The police had been called nearly three hours ago, and the expensive downtown office building was only twenty minutes away. Truthfully, Marcia hadn’t bothered to hurry: she knew that the local police needed her. They couldn’t wipe their own asses without asking her permission first, let alone fill out the paperwork for a suicide. She had them by the balls, and consistently showing up late was her way of proving that. She was in charge, and no one, especially Romeo, had better forget it. She hated him. He wasn’t an officer of the law; he was a goddamned boy scout. One way or another, she was going to break him. Confirming a suicide would take all of ten minutes, but since Romeo had to wait for her, she decided to take her sweet time. No doubt, he had already let everyone else go home, and he was there all alone, staring at his cell phone and sighing. She smiled, finally deciding to give up on her game of solitaire and leave the office.
The young officer was in the middle of phoning Marcia for the fourth time when she walked casually through the front door. “Marcia,” he said, a cold breeze chasing her through the door as she stepped inside. Romeo tried to hide his annoyance.

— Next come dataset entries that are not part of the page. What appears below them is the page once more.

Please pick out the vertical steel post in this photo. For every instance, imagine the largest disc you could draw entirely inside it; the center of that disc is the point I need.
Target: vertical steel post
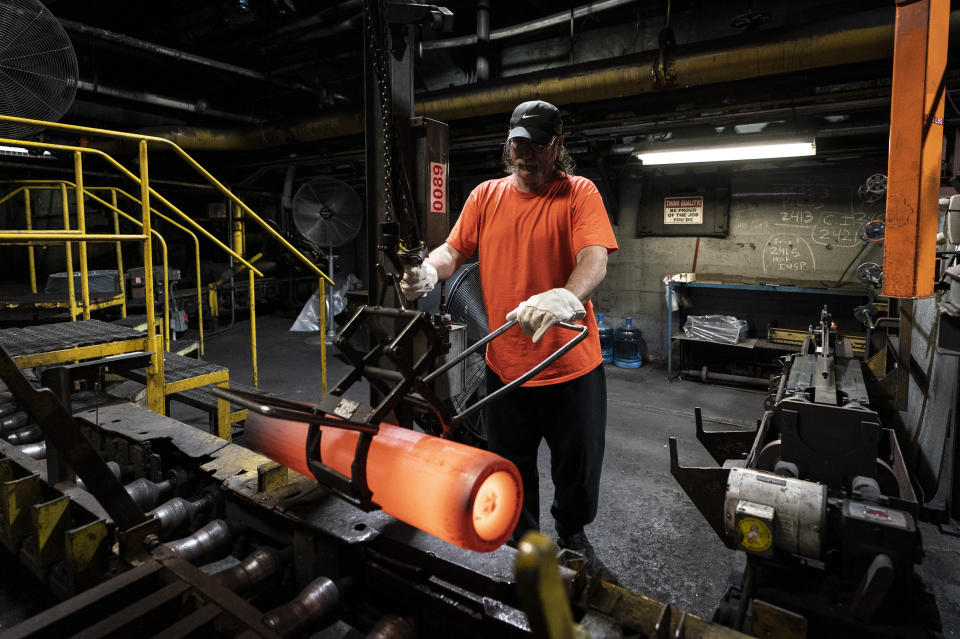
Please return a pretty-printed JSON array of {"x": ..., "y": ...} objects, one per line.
[
  {"x": 68, "y": 252},
  {"x": 116, "y": 229},
  {"x": 82, "y": 225},
  {"x": 253, "y": 327},
  {"x": 916, "y": 139},
  {"x": 156, "y": 393},
  {"x": 31, "y": 261},
  {"x": 323, "y": 342}
]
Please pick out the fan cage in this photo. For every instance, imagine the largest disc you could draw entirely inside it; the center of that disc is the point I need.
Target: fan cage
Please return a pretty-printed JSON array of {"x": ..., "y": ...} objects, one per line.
[{"x": 38, "y": 67}]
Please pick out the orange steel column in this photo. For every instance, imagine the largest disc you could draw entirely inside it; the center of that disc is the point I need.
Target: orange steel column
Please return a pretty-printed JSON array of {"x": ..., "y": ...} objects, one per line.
[{"x": 916, "y": 139}]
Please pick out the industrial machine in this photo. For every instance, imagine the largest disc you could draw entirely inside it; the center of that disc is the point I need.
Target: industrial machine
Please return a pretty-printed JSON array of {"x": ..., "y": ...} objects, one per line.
[
  {"x": 817, "y": 502},
  {"x": 181, "y": 533}
]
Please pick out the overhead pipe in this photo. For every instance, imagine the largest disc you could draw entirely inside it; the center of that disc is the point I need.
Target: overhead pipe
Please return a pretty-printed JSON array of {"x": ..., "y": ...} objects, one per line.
[
  {"x": 788, "y": 50},
  {"x": 528, "y": 27},
  {"x": 483, "y": 38},
  {"x": 162, "y": 100},
  {"x": 159, "y": 49}
]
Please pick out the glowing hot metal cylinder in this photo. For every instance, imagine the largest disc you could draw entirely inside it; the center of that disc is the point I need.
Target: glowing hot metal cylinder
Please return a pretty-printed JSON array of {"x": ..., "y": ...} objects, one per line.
[{"x": 463, "y": 495}]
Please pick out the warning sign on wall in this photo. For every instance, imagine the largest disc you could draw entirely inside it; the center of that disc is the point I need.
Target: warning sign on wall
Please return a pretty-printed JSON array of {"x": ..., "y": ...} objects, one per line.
[{"x": 683, "y": 210}]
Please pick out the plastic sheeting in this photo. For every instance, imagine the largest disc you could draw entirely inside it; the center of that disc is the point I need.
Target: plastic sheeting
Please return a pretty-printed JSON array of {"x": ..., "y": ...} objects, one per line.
[
  {"x": 309, "y": 318},
  {"x": 722, "y": 329}
]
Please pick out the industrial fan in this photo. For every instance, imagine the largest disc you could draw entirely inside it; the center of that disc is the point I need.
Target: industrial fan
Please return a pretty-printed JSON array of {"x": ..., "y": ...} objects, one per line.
[
  {"x": 327, "y": 212},
  {"x": 38, "y": 67},
  {"x": 465, "y": 305}
]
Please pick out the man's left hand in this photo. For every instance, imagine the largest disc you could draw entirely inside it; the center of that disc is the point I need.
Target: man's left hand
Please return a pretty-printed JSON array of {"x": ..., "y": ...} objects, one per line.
[{"x": 543, "y": 310}]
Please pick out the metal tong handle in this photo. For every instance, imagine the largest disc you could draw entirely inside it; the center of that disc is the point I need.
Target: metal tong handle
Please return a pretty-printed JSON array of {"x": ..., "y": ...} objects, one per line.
[
  {"x": 580, "y": 329},
  {"x": 281, "y": 408}
]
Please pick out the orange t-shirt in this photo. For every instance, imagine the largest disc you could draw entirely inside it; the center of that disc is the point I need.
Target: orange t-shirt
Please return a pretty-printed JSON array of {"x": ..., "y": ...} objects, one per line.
[{"x": 528, "y": 244}]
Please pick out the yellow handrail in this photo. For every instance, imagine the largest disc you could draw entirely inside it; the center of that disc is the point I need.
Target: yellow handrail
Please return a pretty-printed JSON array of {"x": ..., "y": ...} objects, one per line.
[
  {"x": 121, "y": 280},
  {"x": 186, "y": 157},
  {"x": 31, "y": 263},
  {"x": 163, "y": 244},
  {"x": 44, "y": 184},
  {"x": 147, "y": 191}
]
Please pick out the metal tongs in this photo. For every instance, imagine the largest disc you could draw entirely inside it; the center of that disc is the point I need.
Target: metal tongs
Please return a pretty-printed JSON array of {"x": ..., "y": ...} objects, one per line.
[
  {"x": 411, "y": 385},
  {"x": 282, "y": 408}
]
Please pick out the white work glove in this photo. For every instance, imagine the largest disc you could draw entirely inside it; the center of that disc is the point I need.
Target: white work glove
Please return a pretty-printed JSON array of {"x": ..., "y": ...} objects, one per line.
[
  {"x": 543, "y": 310},
  {"x": 418, "y": 280}
]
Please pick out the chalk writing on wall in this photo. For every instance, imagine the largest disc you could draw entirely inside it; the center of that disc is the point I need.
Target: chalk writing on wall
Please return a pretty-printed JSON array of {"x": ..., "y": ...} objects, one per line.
[
  {"x": 819, "y": 211},
  {"x": 839, "y": 229},
  {"x": 787, "y": 253}
]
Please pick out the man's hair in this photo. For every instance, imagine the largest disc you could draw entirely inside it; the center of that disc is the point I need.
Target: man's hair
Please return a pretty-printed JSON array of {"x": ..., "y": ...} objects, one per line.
[{"x": 563, "y": 164}]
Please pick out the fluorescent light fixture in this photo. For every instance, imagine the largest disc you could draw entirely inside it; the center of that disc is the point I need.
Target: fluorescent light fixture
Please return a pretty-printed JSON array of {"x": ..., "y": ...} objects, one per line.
[{"x": 729, "y": 153}]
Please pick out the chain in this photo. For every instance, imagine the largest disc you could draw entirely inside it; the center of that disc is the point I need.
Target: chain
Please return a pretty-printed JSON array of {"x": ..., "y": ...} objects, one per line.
[{"x": 377, "y": 36}]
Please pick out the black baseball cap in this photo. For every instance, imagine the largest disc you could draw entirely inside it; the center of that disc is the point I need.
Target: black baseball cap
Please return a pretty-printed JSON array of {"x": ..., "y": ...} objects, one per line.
[{"x": 536, "y": 120}]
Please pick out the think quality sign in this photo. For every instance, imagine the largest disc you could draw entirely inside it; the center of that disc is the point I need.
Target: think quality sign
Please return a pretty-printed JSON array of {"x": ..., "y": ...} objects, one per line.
[{"x": 683, "y": 210}]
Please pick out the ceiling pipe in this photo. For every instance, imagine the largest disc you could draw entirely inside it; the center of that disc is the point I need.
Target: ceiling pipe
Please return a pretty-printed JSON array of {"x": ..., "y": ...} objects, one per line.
[
  {"x": 159, "y": 49},
  {"x": 483, "y": 37},
  {"x": 163, "y": 101},
  {"x": 783, "y": 51},
  {"x": 528, "y": 27}
]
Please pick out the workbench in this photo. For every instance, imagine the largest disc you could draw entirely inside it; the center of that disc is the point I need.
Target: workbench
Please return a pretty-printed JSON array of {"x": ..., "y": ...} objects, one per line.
[{"x": 768, "y": 309}]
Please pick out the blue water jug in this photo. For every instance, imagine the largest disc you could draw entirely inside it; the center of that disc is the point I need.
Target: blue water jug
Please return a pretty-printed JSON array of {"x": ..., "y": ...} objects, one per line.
[
  {"x": 605, "y": 331},
  {"x": 628, "y": 346}
]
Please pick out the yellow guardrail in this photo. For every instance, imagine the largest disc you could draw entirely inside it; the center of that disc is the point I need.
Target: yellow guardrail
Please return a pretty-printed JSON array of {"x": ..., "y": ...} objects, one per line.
[
  {"x": 113, "y": 206},
  {"x": 155, "y": 371}
]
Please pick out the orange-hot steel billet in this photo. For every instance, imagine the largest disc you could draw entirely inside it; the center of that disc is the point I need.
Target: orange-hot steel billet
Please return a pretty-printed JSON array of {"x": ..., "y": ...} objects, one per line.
[{"x": 463, "y": 495}]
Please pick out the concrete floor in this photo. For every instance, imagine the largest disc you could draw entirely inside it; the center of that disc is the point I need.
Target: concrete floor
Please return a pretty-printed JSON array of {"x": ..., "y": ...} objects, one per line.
[{"x": 647, "y": 530}]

He was missing his kid’s school play because some schmuck decided to off himself for Christmas. He flinched, internally scolding himself; of course it wasn’t the poor guy’s fault. He was probably depressed, probably in debt, probably alone, probably scared, no way out, hell, he could understand that, he was human, he had a heart… no, this was Marcia’s fault…if that bitch bothered to show up on time every once and awhile he wouldn’t have to worry about making up time with his family.
“What have we got, Romeo?” Marcia said, forgetting to say Merry Christmas or even hello. Instead, she said
“Holiday special?” and snapped on a latex glove she had pulled from her pocket.
“Looks like it, Marcia. We should be in and out pretty quickly… speaking of which, what took you so long?”
“Don’t worry about it,” she said, stepping over the tape line. “Poor bastard. Did he leave a note?”
“Not that we found.”
“Well, look harder. He’s young…” she said, crouching in the shattered glass of the mirror and lifting the victim’s head, “Ugly bastard too. Look at his face—Christ, face only a mother could love. Am I right? Ha ha ha.”
Romeo paused. “Um…Detective… maybe…I was hoping… my kid has a play tonight… he’s Joseph in the Nativity Play and I was hoping I could…”
Marcia stared at him. “You were hoping you could what, officer?”
“I was hoping I could… maybe…leave early?”